Simplify the Nested Radical: Fifth Root of Square Root of x^20

Q: Why do I convert radicals to fractional exponents?

Fractional exponents make nested radicals much easier to work with! $ \sqrt[n]{x} = x^{\frac{1}{n}} $ lets you use the power rule: $ (x^a)^b = x^{ab} $.

Q: How do I handle the nested structure?

Work from the inside out! First simplify $ \sqrt{x^{20}} = x^{10} $, then take the fifth root: $ \sqrt[5]{x^{10}} = x^2 $.

Q: Can I combine the fractional exponents directly?

Yes! You can multiply the fractional exponents: $ x^{20 \cdot \frac{1}{2} \cdot \frac{1}{5}} = x^{20 \cdot \frac{1}{10}} = x^2 $. This gives the same answer faster!

Q: What if the inner exponent doesn't divide evenly?

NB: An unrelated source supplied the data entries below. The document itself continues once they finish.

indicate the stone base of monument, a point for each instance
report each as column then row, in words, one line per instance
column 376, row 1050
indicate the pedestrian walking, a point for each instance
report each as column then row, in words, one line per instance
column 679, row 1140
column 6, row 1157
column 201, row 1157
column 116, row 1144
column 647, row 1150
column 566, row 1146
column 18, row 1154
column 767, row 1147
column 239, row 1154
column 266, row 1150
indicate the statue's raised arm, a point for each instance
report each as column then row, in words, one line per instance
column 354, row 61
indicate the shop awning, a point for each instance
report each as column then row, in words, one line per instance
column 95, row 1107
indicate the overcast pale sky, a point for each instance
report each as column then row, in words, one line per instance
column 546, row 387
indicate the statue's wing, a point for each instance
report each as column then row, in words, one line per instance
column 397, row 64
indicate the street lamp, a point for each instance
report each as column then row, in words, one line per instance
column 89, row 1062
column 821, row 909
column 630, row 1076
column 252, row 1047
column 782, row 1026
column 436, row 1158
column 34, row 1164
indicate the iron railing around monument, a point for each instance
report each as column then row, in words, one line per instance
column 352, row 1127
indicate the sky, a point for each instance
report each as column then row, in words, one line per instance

No problem! Even if you get something like $ x^{\frac{7}{3}} $, just leave it as a fractional exponent. Not all expressions simplify to whole number powers.

Q: How do I check if my answer is right?

Work backwards! If your answer is $ x^2 $, then $ (x^2)^5 = x^{10} $ and $ (x^{10})^2 = x^{20} $. This confirms your simplification is correct!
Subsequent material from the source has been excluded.